- Flag of the National Front for Democracy and Justice
- Leader: Abdallah Chidi Djorkodeï
- Dates active: 25 June 2018–14 December 2023
- Groups: Zaghawa, Toubou
- Active regions: Southern Libya, northern Chad

= National Front for Democracy and Justice =

The National Front for Democracy and Justice (FNDJT, Front de la Nation pour la Démocratie et la Justice au Tchad) is a now defunct Chadian rebel group created on 25 July 2018 by Makaïla Acyl, Allatchi Koukoulé and Adam Tchaemae. It was active during the Insurgency in Chad (2016–present) around the Tibesti region and southern Libya especially near the Libyan city of Murzuk.

==History==
The FNDJT was created by former Movement for Democracy and Justice in Chad (MDJT) faction leaders Adam Tchaemae and Allatchi Koukoulé and Makaïla Acyl, the son of Chadian rebel Ahmat Acyl. Groups members were mostly former MDJT fighters and came from the Arabic Toubou and Zaghawa ethnic groups. On 28 September 2018 they reportedly seized a 60-member Agence nationale de sécurité (ANS) convoy in the city of Murzuk. On 26 January 2021, the FNDJT claimed to have attacked an military outpost in Kouri Bougoudi from its rear bases in Libya.
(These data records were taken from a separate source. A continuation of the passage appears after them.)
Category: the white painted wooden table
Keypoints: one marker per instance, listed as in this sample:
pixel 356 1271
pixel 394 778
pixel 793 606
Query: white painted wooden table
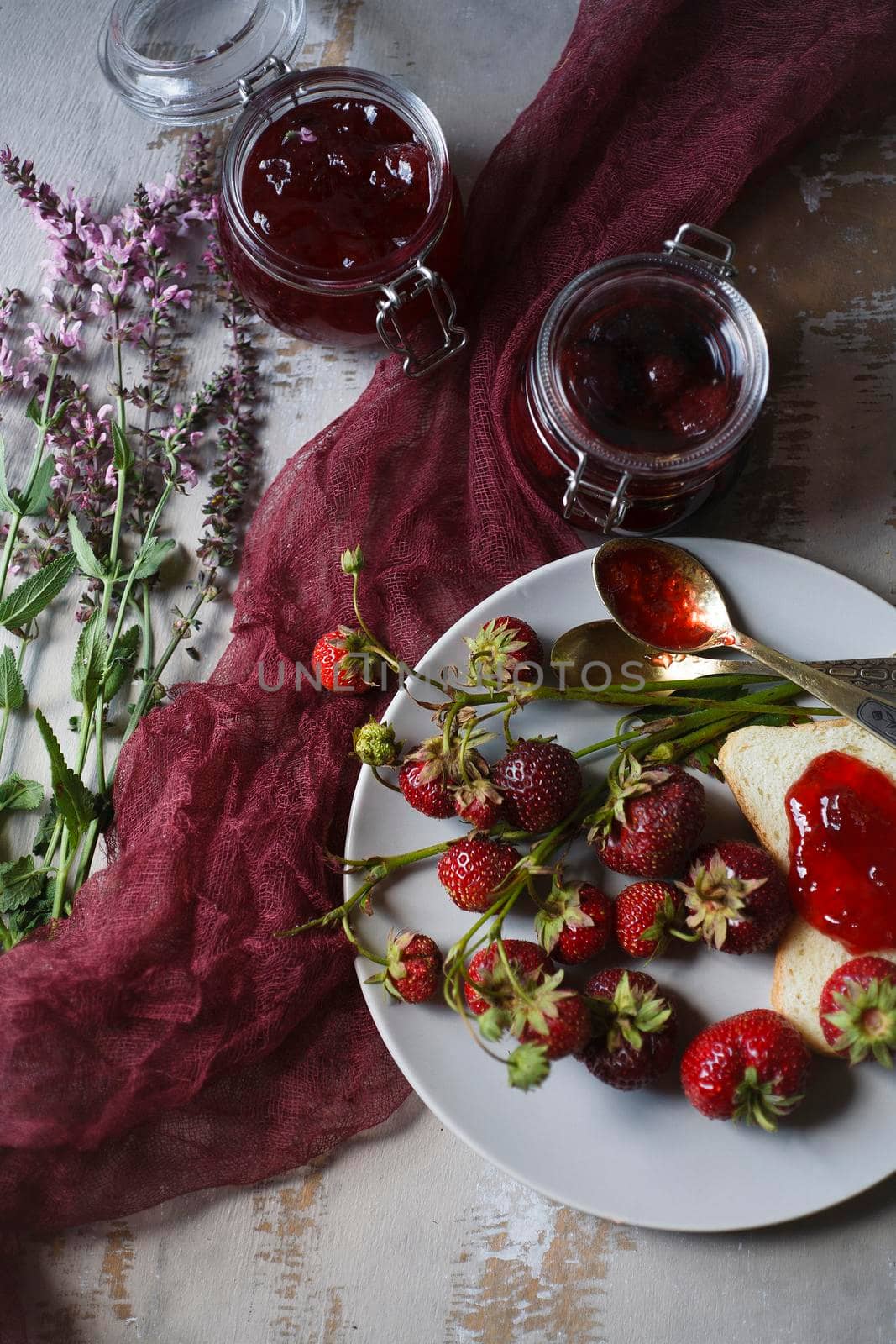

On 31 May the Chadian army attacked FNDJT and the Military Command Council for the Salvation of the Republic (CCMSR) troops in Kouri Bougoudi, Tibesti region. Chadian forces claimed to have killed 23 rebels and FNDJT claimed to have killed "15 soldiers, including two senior officers" in the fighting.

== Disarmament ==
After a clash in July 2023 in which Chadian forces had launched an attack against a FNDJT forward operating base in Dozo, 80 kilometers from the city of Wour, 300 FNDJT members surrendered to Chadian forces. In a ceremony held on 14 of December one of the groups leaders Allatchi Koukoulé and 500 former FNDJT combatants were officially intregated to the Chadian armed forces.